The Senate Communications Subcommittee plans a Tuesday hearing on renewing the FCC’s spectrum auction authority and related legislative issues, as expected (see 2207180067). The House is expected to vote as soon as Wednesday night on the Spectrum Innovation Act legislative package (HR-7624) to extend the FCC's authority past its current Sept. 30 expiration date. The measure's backers argued on its behalf Tuesday (see 2207260063). Witnesses set to testify Tuesday include Public Knowledge CEO Chris Lewis, who opposes HR-7624’s proposal to extend the FCC’s remit by 18 months, to March 31, 2024, and CTIA President Meredith Baker, whose group backs a short-term renewal.
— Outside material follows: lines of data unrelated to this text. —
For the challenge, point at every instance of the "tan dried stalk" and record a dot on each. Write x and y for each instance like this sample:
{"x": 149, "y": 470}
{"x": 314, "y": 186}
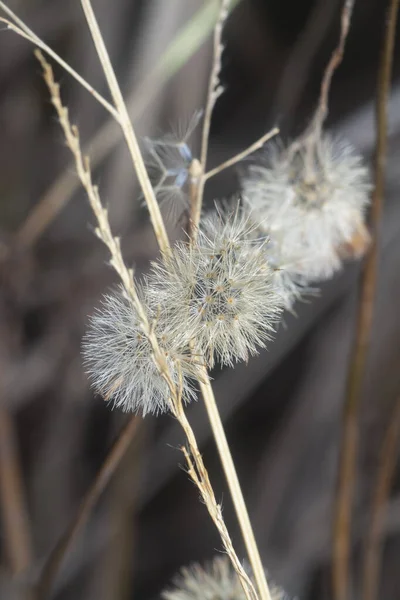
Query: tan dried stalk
{"x": 16, "y": 535}
{"x": 234, "y": 487}
{"x": 384, "y": 481}
{"x": 128, "y": 131}
{"x": 213, "y": 92}
{"x": 126, "y": 275}
{"x": 188, "y": 39}
{"x": 199, "y": 179}
{"x": 21, "y": 29}
{"x": 352, "y": 405}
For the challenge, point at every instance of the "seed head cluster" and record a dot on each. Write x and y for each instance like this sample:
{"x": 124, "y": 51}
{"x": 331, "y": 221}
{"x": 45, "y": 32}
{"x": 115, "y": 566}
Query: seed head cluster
{"x": 218, "y": 297}
{"x": 218, "y": 291}
{"x": 310, "y": 200}
{"x": 120, "y": 360}
{"x": 217, "y": 581}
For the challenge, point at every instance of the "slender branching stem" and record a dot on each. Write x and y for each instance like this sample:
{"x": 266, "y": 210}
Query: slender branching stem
{"x": 384, "y": 481}
{"x": 234, "y": 488}
{"x": 352, "y": 405}
{"x": 214, "y": 90}
{"x": 19, "y": 27}
{"x": 335, "y": 60}
{"x": 128, "y": 131}
{"x": 60, "y": 192}
{"x": 126, "y": 275}
{"x": 60, "y": 552}
{"x": 16, "y": 535}
{"x": 199, "y": 475}
{"x": 311, "y": 137}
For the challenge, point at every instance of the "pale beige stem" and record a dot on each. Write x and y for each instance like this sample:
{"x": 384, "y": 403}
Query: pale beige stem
{"x": 238, "y": 157}
{"x": 197, "y": 470}
{"x": 234, "y": 487}
{"x": 213, "y": 92}
{"x": 23, "y": 30}
{"x": 199, "y": 475}
{"x": 128, "y": 131}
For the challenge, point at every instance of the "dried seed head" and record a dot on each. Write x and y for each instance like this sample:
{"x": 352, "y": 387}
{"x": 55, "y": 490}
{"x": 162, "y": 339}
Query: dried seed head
{"x": 217, "y": 581}
{"x": 218, "y": 291}
{"x": 120, "y": 360}
{"x": 310, "y": 200}
{"x": 169, "y": 160}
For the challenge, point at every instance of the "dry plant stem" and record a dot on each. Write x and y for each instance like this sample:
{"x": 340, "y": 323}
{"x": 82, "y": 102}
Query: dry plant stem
{"x": 312, "y": 135}
{"x": 349, "y": 443}
{"x": 336, "y": 59}
{"x": 386, "y": 471}
{"x": 238, "y": 157}
{"x": 126, "y": 275}
{"x": 127, "y": 128}
{"x": 16, "y": 534}
{"x": 22, "y": 30}
{"x": 212, "y": 94}
{"x": 199, "y": 475}
{"x": 58, "y": 555}
{"x": 234, "y": 487}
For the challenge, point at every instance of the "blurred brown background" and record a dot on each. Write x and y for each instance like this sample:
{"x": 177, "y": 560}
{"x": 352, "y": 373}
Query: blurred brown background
{"x": 282, "y": 410}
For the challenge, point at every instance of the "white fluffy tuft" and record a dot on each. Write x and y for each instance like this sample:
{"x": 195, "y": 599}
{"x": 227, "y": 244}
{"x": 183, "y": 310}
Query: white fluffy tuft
{"x": 218, "y": 291}
{"x": 217, "y": 581}
{"x": 120, "y": 363}
{"x": 310, "y": 204}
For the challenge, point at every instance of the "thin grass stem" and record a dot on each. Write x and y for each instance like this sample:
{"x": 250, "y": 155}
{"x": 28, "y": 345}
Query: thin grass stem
{"x": 352, "y": 405}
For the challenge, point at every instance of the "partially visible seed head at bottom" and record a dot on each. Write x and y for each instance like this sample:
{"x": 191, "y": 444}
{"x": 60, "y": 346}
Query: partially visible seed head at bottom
{"x": 120, "y": 363}
{"x": 216, "y": 581}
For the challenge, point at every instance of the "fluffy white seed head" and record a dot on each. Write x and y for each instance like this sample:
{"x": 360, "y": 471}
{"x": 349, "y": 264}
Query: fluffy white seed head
{"x": 119, "y": 359}
{"x": 311, "y": 204}
{"x": 168, "y": 160}
{"x": 218, "y": 292}
{"x": 217, "y": 581}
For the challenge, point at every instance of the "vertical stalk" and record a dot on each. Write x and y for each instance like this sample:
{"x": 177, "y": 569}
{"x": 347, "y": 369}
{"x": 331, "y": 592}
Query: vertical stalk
{"x": 234, "y": 488}
{"x": 351, "y": 410}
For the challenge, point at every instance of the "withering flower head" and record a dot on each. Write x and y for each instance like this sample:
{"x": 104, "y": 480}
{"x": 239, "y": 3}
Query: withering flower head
{"x": 218, "y": 291}
{"x": 120, "y": 362}
{"x": 168, "y": 160}
{"x": 215, "y": 581}
{"x": 311, "y": 203}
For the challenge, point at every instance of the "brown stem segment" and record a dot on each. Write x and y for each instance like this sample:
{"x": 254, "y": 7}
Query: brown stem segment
{"x": 349, "y": 444}
{"x": 16, "y": 535}
{"x": 386, "y": 471}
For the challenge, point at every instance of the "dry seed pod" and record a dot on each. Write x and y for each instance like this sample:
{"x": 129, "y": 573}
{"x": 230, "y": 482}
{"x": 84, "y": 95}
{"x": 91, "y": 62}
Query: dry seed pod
{"x": 312, "y": 198}
{"x": 216, "y": 581}
{"x": 120, "y": 361}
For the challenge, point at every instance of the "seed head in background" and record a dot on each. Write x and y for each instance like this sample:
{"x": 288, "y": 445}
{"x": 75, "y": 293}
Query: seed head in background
{"x": 218, "y": 291}
{"x": 120, "y": 362}
{"x": 311, "y": 200}
{"x": 168, "y": 160}
{"x": 217, "y": 581}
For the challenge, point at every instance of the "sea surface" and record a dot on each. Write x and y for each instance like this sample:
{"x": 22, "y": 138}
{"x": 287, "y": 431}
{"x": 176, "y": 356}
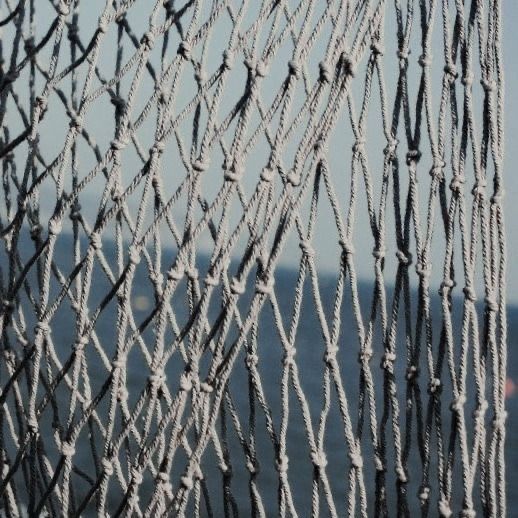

The upcoming renewal deadline means “Congress has a unique opportunity to set future spectrum priorities and coordination goals to encourage efficient spectrum use,” the Senate Commerce Committee said: “Past disputes” between the FCC and other federal agencies on spectrum issues (see 2010260001) “have demonstrated the importance of strong leadership at” the commission and NTIA “to ensure coordinated agency management of this important resource. This coordination will become even more important as developing technologies lead to better spectrum sharing in the future.” Also on the witness list: Brattle Group principal Coleman Bazelon and GAO Director-Physical infrastructure Andrew Von Ah. The hearing will begin at 2:30 p.m. in 253 Russell.
The Michigan Public Service Commission is preparing for telcos to opt out of the state Lifeline program later this year due to a 2020 state law. Providers may give customers 90 days' notice starting Aug. 30. “There’s always worries” about customers who may be using the state discount, but the number of customers receiving the discount is “very small and continuing to diminish pretty drastically,” and getting people enrolled in the FCC’s affordable connectivity program (ACP) could have bigger impact, Commissioner Tremaine Phillips told us last week at the NARUC meeting in San Diego.
The California Public Utilities Commission needn’t delay investigating T-Mobile’s MetroPCS while related litigation is pending at U.S. District Court in San Francisco, the CPUC’s Consumer Protection and Enforcement Division (CPED) said Thursday in docket I.22-04-005. The CPUC said in April that Metro faces up to $230 million in possible fines for failing to remit California USF payments for prepaid phone service, but Metro asked in May to dismiss the probe due to the pending court case (see 2205190013). The CPUC investigation "seeks only to determine the intrastate surcharges owed by MetroPCS on intrastate communications under the Prepaid Act and in no way seeks to impede the regulation of interstate communications by the FCC,” CPED said. “This issue is separate and distinct from the Federal Litigation." Metro disagreed: "The Commission should not move forward with any portion of the [investigation] until the MetroPCS Litigation concludes."